I tried to fake a smile, but the best I could come up with were my lips pulled up just exposing my teeth. I went back to drinking and smoking and trying to decide what to do now that I was single again when I noticed that I was being looked at disapprovingly by the man who looked like my old man but wasn't.

"What, dad," I asked with bitterness. I felt a pang of anger similar to the one I got when he forgot my eighteenth birthday and told me that I was too young to smoke.

"Nothing," he said, looking down at his drink then back up to me. "I was just thinking that you're awful young to be an alcoholic. Doesn't it take a few more years to build up the bitterness and resentment?"

"Didn't the doctor tell you years ago that alcohol would just make your ulcer worse?"

"What," he asked, seemingly confused by what I was asking. I rephrased.

"You and I both know that drinking will be the end of you, but I don't say anything, do I?"

"Look, kid...," he started.

"Don't 'look kid' me, Dad! I have a name. A name you gave me by the way."

The bartender mouthed my name to him and he confirmed by whispering it back to him. It was funny in some way. It was like a soldier repeating an order to his commanding officer just in case some important word had been carried away by the wind and failed to make it to the soldier's ear. I stubbed out my cigarette in frustration. If my own father didn't remember my name, what was the point?

"Greg, listen," he said unsure of himself. "I don't know who you think I am, but I'm not your father."

"Sure," I laughed. It was the kind of laugh a bitter twenty-something makes after having imbibed liquor in every drink since waking up. "Next you're going to tell me that you never fought Nazi's or kicked terrorists off your airplane."

I saw him looking at the bartender who shrugged in return. He polished off his drink and pointed at it for another before saying anything else to me. The bartender waved off the bill slid to him for the drink but accepted the dollar in tip.

"Actually... I never did fight Nazi's or terrorists or the Empire or anything you think I might have. Those were just movies."

"Of course you didn't," I said bitterly. "Harrison Ford played Han Solo, and you don't look anything like he did back then."

He looked honestly confused.

"They should have had him play the young Indiana Jones though. River Phoenix just wasn't convincing. He didn't look anything like you."

He ordered his third drink in ten minutes.

"You know what I think," I asked.

"I have no idea," he answered.

"I think I should have kicked you ass back then."

"Back when?"

He didn't remember. He didn't remember the time my girlfriend had been over and I took her home at one in the morning.

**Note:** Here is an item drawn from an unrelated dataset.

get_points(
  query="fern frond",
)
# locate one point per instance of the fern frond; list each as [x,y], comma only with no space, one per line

I wasn't in school at the time, I'd taken a semester off after I'd graduated but since it was a weeknight, he figured that I'd been out buying drugs. He said as much when he pinned me to the wall in the hall. He wanted to know where I'd been and what I was on. I laughed at him and his accusations because before then I'd honestly only ever had a beer or two but that confirmed his suspicions all the more. With a solid slap across the face he told me not to laugh at him and that he wasn't going to have a drug user in his house, not with my sister and brother living there, not while he had anything to say about it.

I refreshed his memory in the best terms I knew how.